La #DignityStrike de Palestina: huelga de hambre hacia la libertad


Ayer tuvo lugar una charla-debate en el Centro Social Recuperado de Gamonal acerca de la situación de los presos políticos palestinos en huelga de hambre, sus demandas, iniciativas… Posteriormente tuvo lugar un interesante debate acerca de las formas de organización del pueblo palestino, las vías de su liberación nacional y social y, las posibilidades de apoyo de la solidaridad internacional con su causa. Ofrecemos un resumen ilustrativo de todo ello.

A finales del siglo XIX nace el movimiento sionista entre una minoría de judíos europeos. Se trata de un movimiento supremacista que parte de la convicción de que los judíos son el pueblo elegido por Yahvé y que tienen derechos superiores al resto de pobladores del planeta. Aunque algunos sectores del mismo apuntan a la posibilidad de establecer el “hogar judío” en Argentina o Madagascar (por poner dos ejemplos), buena parte del mismo marca Palestina como la tierra a colonizar. El lugar del que expulsar a sus moradores, bien sea a través de una “transferencia pacífica” (compra de terrenos y desposesión legal de toda propiedad) o de una expulsión por la fuerza.

En esta época Palestina se encuentra bajo mandato británico. Existe una importante variedad entre sus pobladores: los palestinos son mayoritariamente árabes musulmanes, pero también existe población cristiana y judía, que convive sin mayores complicaciones desde el fin de las cruzadas. Sin embargo, a medida que los sionistas acumulan tierras, se hacen fuertes y se organizan militarmente, la población palestina advierte el peligro y sus intenciones. En los años 20 y 30 se producen varios levantamientos y huelgas. Mientras a los judíos se les permite ir armados, reunirse o manifestarse, los palestinos son reprimidos con saña.

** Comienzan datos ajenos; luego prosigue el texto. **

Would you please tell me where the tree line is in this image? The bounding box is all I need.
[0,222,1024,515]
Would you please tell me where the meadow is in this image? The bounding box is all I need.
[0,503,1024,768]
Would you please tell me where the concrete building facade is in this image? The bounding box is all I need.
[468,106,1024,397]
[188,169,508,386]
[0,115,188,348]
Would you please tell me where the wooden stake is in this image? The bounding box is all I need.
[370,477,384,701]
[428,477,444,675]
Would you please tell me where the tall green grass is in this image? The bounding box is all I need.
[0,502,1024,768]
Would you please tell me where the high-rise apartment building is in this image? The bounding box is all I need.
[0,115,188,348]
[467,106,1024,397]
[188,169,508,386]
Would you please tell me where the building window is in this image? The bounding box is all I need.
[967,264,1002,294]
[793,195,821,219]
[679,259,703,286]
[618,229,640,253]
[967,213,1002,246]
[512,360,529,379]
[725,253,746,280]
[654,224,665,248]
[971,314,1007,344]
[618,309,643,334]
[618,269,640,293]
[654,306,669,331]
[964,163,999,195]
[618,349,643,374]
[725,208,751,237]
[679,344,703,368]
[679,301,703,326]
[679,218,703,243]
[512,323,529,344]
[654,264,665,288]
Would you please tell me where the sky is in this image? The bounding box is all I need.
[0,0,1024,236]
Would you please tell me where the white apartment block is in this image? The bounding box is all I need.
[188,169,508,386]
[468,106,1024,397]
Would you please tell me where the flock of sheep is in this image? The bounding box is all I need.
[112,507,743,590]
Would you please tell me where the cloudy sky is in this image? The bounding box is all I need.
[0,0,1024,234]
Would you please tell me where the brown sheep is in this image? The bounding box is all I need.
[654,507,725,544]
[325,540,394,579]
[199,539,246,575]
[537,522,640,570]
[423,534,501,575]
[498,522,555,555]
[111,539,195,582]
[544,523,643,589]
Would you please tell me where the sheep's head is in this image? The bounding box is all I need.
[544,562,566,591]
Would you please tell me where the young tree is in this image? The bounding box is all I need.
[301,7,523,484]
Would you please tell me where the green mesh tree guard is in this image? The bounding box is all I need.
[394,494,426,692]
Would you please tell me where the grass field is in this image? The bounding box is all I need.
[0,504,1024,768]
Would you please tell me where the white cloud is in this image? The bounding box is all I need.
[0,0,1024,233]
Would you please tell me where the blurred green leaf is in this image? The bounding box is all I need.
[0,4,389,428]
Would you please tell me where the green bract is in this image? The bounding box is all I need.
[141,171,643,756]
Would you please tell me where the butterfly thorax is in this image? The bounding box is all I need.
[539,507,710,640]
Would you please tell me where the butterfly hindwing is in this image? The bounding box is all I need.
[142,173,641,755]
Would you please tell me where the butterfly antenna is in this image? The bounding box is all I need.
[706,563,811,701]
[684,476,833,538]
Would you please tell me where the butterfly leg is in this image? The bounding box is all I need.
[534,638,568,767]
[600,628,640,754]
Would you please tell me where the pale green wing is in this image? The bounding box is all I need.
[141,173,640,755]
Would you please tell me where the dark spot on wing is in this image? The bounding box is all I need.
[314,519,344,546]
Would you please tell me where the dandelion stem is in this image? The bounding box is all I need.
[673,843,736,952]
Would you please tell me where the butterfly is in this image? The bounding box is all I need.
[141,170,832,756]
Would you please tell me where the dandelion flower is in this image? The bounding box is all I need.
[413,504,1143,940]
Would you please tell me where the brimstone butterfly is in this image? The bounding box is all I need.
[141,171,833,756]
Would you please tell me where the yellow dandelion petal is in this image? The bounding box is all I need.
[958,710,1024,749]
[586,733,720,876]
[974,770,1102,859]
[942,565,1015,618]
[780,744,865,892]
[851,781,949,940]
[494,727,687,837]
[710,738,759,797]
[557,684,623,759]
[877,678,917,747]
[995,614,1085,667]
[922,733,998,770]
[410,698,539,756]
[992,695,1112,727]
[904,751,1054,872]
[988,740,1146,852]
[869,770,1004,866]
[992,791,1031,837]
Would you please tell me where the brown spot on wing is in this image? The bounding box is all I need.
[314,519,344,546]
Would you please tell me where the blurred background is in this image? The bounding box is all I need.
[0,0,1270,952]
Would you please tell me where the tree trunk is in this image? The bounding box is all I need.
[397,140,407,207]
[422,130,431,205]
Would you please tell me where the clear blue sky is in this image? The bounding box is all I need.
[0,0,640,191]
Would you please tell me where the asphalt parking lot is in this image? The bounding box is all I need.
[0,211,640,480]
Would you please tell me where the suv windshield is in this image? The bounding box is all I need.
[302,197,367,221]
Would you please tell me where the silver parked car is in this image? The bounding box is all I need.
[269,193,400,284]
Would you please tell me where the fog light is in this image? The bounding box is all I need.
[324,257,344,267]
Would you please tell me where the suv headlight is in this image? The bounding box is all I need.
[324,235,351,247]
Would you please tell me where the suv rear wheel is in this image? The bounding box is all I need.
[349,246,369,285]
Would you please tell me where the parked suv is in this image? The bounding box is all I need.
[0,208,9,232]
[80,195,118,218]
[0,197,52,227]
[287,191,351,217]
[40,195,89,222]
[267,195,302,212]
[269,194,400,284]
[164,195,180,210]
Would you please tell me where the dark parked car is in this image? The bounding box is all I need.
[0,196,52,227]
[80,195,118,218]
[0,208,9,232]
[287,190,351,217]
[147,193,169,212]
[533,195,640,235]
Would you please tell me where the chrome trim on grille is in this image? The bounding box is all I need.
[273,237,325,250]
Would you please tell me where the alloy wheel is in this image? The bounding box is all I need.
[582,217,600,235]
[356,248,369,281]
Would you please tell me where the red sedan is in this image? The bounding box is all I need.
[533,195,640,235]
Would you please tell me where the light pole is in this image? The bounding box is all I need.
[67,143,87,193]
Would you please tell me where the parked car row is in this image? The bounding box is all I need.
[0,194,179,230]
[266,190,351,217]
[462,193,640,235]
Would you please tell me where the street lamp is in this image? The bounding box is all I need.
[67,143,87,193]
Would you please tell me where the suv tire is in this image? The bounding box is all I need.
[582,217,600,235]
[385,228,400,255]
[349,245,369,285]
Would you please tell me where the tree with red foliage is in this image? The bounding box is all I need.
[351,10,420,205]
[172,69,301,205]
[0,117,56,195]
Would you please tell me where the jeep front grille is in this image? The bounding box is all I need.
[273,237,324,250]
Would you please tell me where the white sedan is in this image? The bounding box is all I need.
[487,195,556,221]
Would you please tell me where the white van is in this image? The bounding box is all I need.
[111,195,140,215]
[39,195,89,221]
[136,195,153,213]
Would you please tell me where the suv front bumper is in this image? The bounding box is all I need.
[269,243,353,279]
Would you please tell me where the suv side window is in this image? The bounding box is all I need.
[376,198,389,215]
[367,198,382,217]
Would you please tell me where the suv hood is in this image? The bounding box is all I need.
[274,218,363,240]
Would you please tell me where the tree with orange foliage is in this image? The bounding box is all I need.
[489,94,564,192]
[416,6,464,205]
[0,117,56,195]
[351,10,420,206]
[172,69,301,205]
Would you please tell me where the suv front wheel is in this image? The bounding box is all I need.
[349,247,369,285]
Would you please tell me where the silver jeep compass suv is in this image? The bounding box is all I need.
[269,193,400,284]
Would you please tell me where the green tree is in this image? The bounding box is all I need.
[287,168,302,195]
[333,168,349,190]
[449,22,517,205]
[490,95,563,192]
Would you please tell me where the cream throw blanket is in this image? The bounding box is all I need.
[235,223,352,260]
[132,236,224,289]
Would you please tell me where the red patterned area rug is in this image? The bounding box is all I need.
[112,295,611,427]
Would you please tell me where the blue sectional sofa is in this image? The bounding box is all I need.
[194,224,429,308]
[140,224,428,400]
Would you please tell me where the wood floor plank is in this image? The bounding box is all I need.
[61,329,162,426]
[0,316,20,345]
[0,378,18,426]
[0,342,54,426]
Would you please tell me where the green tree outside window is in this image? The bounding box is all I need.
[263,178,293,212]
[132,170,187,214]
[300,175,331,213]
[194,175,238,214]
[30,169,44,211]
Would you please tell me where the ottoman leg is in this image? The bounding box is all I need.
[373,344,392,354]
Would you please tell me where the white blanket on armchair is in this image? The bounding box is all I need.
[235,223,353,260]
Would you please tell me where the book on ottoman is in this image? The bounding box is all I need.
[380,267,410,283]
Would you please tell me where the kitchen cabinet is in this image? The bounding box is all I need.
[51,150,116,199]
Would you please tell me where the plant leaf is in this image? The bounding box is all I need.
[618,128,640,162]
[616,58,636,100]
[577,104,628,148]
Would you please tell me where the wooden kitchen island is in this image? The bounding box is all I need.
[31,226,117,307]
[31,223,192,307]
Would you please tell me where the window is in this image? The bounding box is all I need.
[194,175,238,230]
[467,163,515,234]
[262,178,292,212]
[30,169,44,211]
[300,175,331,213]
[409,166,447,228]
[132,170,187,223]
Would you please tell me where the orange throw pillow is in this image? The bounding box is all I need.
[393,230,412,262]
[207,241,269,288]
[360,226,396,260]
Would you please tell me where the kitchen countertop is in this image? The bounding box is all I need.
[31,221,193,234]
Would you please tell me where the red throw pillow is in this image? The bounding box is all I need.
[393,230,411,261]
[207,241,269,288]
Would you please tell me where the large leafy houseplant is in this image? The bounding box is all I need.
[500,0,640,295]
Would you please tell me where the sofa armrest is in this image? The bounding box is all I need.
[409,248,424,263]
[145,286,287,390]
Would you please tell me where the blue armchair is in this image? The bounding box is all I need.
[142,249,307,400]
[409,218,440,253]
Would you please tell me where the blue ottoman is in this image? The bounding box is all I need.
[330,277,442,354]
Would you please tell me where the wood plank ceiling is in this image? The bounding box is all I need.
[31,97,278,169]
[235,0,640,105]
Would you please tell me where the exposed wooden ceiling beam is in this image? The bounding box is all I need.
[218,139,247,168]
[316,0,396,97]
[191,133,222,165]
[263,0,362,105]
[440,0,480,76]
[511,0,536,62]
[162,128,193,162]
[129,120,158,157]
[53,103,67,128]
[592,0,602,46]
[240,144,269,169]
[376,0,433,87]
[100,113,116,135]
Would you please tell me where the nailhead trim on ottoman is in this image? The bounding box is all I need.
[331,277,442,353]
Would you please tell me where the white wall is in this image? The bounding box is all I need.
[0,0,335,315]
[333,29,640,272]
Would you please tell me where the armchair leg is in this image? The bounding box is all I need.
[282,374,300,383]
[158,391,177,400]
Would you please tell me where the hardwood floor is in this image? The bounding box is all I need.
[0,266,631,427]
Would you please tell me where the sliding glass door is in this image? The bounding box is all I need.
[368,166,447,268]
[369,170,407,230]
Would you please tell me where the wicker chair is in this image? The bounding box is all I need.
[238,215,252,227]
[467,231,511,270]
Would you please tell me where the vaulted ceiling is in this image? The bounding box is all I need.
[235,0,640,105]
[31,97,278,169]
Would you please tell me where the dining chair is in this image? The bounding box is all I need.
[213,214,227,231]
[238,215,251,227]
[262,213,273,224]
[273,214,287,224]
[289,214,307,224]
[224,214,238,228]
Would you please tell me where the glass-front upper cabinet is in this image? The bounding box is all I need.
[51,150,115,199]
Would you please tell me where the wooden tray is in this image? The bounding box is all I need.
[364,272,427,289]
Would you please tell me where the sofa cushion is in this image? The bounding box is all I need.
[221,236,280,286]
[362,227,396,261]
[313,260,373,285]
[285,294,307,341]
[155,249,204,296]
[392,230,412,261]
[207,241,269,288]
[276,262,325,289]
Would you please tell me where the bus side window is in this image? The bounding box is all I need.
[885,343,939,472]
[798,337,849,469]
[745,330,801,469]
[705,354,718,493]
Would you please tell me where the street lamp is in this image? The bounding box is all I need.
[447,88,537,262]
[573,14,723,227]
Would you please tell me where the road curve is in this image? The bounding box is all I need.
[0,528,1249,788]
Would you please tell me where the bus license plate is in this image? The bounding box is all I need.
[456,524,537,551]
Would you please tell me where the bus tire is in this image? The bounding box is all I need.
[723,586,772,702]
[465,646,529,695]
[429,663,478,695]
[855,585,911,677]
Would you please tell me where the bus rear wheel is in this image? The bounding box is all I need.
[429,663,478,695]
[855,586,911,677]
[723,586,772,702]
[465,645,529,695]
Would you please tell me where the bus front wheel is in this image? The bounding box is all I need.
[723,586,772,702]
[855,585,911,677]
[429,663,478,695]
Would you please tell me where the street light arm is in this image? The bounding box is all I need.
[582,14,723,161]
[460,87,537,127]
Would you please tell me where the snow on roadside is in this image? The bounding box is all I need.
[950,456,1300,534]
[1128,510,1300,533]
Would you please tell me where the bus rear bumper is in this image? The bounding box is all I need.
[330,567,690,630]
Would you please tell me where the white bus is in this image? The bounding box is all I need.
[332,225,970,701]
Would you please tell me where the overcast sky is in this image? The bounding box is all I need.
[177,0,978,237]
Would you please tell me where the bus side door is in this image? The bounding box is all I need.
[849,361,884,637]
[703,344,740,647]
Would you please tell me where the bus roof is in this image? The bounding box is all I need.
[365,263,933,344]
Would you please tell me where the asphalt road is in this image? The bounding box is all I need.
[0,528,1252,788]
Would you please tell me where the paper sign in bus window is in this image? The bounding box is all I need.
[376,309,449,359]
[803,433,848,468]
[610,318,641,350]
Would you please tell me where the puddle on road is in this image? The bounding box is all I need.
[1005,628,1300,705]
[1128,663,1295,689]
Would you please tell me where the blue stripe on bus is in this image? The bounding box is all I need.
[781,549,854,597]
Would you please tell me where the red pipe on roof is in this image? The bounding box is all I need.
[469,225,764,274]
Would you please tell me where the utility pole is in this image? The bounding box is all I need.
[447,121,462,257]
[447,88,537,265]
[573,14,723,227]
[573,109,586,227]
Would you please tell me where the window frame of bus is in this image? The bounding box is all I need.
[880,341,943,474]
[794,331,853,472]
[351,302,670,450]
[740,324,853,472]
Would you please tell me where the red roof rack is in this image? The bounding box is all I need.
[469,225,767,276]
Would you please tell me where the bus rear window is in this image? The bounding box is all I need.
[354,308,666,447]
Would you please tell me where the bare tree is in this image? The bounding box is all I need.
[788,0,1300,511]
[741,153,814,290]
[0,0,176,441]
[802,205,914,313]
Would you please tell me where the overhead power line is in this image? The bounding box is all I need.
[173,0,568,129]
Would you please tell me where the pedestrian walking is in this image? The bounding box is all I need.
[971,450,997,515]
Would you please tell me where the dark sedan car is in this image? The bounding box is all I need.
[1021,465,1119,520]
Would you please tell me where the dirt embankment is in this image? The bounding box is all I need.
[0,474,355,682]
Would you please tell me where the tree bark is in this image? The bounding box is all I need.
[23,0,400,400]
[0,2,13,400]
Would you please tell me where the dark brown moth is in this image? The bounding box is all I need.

Y llegamos a la segunda guerra mundial. Ésta supone una ocasión excepcional para el movimiento sionista, que decide ayudar a escapar del nazismo sólo a la población judía que desee trasladarse a Palestina. Como puede suponerse, ello alteró notablemente su demografía. Tras la guerra, EEUU presiona a multitud de gobiernos para que la ONU bendizca el nacimiento del estado israelí… y entonces llega la Naqba, el desastre.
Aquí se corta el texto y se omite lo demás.